Na terça passada tudo desmoronou! Durante o meu desporto semanal, pressão agressiva sobre o adversário, movimento lateral de acompanhamento e “plack” o sr. Aquiles resolveu entrar em rotura comigo e com os meus planos. Visita directa aos HUC e saída com um belo pé de gesso pelas 2 da madrugada. No dia seguinte, enquanto tentava saber quem seria a alma caridosa a emprestar-me um par de canadianas veio a pergunta fria:
- “Como é que vamos fazer no próximo fim-de-semana?”
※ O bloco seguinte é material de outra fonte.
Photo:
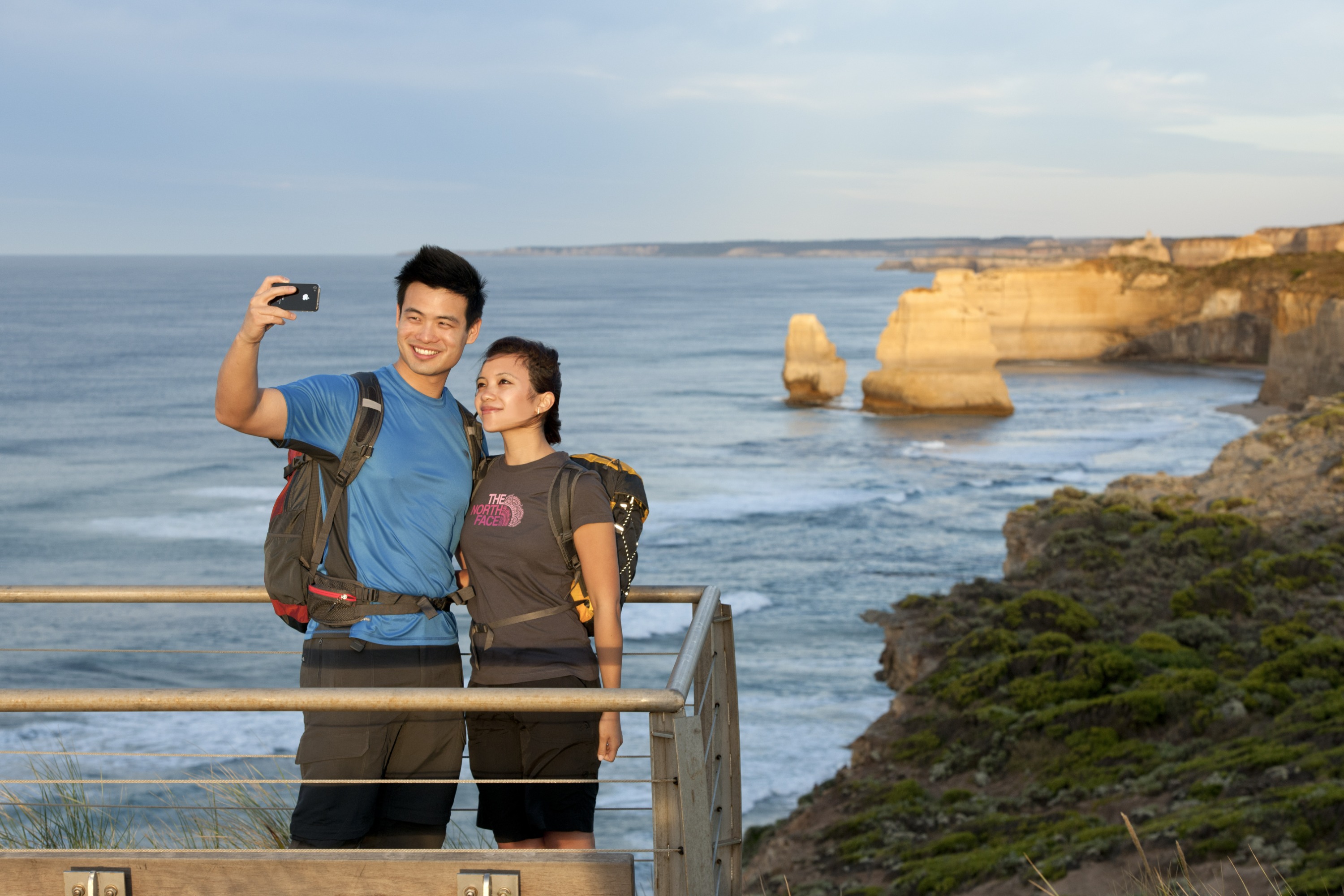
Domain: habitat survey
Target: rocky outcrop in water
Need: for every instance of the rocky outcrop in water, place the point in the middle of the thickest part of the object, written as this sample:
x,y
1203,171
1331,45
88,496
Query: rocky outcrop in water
x,y
937,358
1171,650
812,373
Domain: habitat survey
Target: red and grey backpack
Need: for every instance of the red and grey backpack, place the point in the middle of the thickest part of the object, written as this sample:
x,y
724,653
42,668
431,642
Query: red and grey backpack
x,y
300,535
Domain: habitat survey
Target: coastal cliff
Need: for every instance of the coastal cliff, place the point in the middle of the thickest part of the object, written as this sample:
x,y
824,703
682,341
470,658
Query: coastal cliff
x,y
1076,312
1171,649
812,373
937,358
1307,346
1129,307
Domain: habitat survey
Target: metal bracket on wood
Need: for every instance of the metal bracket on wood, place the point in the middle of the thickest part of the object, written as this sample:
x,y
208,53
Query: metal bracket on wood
x,y
487,883
97,882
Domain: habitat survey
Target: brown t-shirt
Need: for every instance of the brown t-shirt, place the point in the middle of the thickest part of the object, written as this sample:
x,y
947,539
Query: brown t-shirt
x,y
517,567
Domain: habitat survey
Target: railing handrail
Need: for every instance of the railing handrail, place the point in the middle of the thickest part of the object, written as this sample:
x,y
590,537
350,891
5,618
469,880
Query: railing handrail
x,y
240,594
670,699
683,671
340,699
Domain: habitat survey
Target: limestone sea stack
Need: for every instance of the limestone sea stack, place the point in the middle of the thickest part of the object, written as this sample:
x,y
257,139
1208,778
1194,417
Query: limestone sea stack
x,y
937,358
812,373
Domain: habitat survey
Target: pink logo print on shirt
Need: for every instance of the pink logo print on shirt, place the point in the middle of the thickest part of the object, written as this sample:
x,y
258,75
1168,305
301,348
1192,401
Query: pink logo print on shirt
x,y
502,509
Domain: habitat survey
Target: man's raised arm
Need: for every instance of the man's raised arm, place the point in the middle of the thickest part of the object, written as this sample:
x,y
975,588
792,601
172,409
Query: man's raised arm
x,y
238,401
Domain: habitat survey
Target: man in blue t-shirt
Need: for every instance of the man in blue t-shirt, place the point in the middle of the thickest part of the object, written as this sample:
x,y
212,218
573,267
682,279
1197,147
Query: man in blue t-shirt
x,y
405,512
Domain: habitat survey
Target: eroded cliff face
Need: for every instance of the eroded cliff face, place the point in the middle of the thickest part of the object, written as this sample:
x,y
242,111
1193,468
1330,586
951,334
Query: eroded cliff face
x,y
1132,308
937,358
1305,361
1073,312
812,373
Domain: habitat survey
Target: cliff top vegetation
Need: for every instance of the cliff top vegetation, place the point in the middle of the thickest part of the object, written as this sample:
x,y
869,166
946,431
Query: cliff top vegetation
x,y
1174,657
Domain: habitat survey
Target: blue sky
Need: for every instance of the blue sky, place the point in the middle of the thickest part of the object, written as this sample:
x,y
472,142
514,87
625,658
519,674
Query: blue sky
x,y
302,127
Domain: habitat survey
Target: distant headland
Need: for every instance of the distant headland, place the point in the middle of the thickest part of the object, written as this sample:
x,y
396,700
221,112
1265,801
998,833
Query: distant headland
x,y
1019,248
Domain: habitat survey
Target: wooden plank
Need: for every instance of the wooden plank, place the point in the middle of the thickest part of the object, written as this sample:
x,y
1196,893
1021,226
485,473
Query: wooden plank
x,y
303,872
694,790
733,759
668,866
339,699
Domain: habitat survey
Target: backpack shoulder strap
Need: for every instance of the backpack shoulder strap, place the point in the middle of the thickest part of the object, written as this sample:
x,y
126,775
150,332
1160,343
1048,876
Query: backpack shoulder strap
x,y
561,512
359,448
475,444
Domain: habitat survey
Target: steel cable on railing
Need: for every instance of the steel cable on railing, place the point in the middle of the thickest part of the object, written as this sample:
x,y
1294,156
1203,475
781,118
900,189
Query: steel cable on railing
x,y
193,755
284,653
74,805
211,782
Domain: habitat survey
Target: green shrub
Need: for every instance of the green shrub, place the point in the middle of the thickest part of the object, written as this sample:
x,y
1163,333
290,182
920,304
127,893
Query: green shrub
x,y
1049,612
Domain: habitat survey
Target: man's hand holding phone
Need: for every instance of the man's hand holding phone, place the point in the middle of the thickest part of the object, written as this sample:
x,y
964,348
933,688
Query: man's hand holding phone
x,y
261,314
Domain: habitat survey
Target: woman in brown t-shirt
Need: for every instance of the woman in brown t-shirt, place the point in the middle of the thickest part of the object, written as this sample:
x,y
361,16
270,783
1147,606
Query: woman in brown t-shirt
x,y
526,630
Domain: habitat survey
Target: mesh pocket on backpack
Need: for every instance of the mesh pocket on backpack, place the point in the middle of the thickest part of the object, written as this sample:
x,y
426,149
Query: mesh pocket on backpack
x,y
284,574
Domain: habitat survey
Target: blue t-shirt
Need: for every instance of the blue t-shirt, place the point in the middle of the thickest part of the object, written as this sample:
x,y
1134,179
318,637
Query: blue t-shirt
x,y
406,505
- “O próximo fim-de-semana! Meu deus! Sporting-Porto! Não posso falhar!”
- “Não. O Cirque du Soleil, já temos hotel?”
- “Já, marquei ontem mas vou já anular! Arranjas alguém para ir contigo?”
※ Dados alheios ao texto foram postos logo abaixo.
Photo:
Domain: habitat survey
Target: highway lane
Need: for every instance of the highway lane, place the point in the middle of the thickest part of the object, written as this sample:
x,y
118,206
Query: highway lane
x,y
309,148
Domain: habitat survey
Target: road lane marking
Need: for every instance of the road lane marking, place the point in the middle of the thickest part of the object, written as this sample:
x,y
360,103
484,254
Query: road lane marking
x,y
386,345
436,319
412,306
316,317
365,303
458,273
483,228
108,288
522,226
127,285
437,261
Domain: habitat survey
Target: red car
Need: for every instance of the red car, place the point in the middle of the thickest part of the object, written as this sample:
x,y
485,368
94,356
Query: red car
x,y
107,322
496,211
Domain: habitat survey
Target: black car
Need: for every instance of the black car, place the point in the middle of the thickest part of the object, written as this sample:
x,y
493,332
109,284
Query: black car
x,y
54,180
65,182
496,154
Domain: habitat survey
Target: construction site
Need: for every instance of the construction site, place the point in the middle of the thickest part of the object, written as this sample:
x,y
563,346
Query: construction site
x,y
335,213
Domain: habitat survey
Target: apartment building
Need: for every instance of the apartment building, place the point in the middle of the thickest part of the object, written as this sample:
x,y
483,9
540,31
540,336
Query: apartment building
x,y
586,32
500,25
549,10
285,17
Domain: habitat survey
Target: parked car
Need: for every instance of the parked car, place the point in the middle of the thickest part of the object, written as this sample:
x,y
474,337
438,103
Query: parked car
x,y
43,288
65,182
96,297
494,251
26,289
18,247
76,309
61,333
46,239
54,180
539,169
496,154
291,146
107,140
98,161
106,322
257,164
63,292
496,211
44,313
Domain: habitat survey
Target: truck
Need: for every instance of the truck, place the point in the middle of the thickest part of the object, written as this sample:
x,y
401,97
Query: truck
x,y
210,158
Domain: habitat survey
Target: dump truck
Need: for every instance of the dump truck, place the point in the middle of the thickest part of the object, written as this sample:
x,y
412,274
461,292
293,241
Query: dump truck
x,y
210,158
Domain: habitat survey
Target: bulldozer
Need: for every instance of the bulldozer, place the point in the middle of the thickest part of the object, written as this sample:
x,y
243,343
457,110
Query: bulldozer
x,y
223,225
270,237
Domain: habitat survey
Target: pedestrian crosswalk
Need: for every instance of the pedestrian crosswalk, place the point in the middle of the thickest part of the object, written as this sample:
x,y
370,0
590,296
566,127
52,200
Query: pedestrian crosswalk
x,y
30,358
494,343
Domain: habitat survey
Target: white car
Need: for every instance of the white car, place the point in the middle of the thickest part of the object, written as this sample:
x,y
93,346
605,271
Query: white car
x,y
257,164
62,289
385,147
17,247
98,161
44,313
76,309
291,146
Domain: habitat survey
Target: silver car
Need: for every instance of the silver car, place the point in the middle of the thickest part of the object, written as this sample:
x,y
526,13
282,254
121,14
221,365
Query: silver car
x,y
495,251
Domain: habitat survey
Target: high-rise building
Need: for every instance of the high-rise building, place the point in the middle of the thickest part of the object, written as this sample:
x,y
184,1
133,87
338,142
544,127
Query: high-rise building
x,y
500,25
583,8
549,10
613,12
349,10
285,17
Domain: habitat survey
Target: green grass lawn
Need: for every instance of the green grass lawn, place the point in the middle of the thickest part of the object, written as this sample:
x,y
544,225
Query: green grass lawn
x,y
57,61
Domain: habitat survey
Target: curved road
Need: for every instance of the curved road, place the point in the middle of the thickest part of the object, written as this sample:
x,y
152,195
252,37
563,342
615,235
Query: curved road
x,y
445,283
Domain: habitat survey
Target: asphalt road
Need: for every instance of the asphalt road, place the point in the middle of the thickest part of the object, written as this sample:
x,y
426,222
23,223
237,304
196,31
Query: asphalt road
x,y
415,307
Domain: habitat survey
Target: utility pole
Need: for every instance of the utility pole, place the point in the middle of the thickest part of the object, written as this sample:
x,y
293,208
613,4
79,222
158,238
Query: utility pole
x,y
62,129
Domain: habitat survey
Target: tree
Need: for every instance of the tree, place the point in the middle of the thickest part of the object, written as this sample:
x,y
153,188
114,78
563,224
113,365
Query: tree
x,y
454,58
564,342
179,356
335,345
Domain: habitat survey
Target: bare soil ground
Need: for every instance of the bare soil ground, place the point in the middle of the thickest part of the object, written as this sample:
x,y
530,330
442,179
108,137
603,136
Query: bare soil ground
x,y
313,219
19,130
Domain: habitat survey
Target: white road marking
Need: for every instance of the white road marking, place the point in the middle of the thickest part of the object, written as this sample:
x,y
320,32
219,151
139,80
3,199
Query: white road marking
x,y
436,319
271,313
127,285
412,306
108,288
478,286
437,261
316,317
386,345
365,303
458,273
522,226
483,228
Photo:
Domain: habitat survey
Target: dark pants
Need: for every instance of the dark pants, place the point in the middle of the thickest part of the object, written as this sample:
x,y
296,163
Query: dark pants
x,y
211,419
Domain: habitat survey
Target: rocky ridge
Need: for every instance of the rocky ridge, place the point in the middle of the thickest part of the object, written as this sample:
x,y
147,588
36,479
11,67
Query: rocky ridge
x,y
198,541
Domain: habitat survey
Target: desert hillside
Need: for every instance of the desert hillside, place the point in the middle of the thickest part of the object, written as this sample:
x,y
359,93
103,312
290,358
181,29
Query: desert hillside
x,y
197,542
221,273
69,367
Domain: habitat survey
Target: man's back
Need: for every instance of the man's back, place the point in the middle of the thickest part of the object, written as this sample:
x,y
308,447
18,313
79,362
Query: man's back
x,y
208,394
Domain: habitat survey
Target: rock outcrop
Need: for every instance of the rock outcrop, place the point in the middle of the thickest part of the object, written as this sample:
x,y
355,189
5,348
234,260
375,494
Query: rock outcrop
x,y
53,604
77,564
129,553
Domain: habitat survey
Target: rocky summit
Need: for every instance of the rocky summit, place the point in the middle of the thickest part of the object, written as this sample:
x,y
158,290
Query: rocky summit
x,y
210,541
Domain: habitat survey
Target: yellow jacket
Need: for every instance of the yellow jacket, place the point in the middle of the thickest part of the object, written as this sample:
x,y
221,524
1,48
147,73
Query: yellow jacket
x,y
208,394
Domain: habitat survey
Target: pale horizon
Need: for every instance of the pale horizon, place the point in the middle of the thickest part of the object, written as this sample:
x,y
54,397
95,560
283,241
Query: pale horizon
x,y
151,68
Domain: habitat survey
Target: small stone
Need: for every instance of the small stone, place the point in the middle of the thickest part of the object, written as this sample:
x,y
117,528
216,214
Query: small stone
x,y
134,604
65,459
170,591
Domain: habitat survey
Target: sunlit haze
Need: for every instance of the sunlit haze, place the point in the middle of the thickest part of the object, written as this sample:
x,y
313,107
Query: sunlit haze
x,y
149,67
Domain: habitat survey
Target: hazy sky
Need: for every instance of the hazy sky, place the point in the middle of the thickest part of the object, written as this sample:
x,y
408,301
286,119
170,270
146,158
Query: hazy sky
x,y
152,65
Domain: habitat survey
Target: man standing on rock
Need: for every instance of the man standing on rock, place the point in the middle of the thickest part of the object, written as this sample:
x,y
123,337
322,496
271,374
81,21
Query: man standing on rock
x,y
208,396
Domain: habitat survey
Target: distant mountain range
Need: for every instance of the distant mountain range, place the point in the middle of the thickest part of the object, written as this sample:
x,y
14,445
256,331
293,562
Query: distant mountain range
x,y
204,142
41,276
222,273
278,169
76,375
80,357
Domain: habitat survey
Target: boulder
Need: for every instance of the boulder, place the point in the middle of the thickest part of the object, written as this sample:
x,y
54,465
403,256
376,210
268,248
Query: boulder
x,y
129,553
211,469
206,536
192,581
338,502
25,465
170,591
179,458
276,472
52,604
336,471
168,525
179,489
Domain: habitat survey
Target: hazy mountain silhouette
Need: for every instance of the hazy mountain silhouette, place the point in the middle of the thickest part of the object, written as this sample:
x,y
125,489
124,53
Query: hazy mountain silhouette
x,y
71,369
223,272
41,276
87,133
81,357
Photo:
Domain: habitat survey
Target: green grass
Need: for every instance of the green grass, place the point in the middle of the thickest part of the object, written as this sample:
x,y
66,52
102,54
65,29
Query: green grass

- “Se vais à bola também vais ao espectáculo!”
- “…Vais trabalhar à tarde, não vais? Eu trato disso…”
O tempo, esse bem perecível, tornou-se de imediato escasso.
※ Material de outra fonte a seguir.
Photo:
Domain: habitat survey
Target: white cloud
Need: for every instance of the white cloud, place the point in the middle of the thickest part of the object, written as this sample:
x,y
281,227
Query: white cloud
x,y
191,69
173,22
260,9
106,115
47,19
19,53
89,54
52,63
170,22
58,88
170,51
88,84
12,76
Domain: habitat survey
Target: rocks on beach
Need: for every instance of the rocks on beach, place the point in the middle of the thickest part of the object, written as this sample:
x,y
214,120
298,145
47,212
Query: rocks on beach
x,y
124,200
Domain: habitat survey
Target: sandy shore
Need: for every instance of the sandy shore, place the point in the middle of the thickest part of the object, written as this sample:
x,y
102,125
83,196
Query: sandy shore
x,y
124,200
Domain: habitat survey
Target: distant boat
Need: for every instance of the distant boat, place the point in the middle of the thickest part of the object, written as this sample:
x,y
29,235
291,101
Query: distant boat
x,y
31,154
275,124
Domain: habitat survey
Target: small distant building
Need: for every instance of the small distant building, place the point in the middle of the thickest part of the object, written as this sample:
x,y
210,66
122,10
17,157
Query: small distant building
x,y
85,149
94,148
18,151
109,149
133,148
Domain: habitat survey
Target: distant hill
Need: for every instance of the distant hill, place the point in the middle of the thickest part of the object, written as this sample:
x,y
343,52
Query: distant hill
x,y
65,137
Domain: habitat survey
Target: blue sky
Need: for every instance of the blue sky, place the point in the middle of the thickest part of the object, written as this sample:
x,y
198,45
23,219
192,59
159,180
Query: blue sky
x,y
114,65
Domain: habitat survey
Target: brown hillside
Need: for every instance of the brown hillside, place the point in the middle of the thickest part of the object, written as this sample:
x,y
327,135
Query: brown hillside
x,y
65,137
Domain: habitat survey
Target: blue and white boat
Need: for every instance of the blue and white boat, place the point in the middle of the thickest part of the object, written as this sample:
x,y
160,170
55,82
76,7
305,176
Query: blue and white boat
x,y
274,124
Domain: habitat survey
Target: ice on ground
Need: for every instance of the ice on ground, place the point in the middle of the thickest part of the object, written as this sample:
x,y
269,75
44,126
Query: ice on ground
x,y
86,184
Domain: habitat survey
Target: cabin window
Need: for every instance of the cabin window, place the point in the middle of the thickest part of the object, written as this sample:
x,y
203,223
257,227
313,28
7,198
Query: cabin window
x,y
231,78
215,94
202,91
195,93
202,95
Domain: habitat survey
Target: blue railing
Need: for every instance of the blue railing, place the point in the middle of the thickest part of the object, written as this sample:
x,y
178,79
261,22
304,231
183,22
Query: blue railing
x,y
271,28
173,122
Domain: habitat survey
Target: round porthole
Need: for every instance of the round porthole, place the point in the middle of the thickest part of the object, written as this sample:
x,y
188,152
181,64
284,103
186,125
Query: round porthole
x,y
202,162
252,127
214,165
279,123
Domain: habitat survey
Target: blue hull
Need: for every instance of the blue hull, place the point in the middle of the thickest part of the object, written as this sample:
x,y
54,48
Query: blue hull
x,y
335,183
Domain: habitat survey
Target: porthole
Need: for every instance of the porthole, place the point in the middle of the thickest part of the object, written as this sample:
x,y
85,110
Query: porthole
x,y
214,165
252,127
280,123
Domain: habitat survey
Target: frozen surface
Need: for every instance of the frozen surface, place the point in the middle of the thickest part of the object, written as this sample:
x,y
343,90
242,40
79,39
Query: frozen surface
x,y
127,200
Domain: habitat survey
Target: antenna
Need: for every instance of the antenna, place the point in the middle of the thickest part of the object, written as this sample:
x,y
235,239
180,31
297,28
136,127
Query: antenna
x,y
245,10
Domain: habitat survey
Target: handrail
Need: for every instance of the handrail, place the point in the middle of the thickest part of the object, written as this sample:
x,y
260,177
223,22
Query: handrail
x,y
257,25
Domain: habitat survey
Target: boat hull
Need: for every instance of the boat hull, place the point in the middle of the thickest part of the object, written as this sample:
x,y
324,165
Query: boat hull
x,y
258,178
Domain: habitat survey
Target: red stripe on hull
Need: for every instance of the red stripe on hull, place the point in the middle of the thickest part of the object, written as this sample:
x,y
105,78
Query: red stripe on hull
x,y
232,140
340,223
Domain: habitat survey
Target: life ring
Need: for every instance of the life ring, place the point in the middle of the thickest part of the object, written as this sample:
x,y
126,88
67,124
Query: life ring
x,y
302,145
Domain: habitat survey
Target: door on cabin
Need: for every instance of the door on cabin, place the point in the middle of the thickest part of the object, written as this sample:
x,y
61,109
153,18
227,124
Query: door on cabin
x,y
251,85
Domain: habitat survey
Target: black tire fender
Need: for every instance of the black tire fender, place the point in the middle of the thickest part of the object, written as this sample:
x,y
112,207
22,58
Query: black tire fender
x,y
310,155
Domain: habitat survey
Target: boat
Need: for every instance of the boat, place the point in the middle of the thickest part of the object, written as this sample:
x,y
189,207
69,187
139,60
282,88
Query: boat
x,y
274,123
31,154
Primeiro, anular hotel, segundo saber como se procede para entrar nos dois espectáculos sendo PDM (pessoa com dificuldade motora). Pavilhão Atlântico, tudo bem, há entrada, acessos e soluções para esse efeito. Estádio José Alvalade, pânico, por razões de segurança não podem entrar no estádio pessoas com gesso ou canadianas, porque não conseguem garantir a evacuação em caso de emergência.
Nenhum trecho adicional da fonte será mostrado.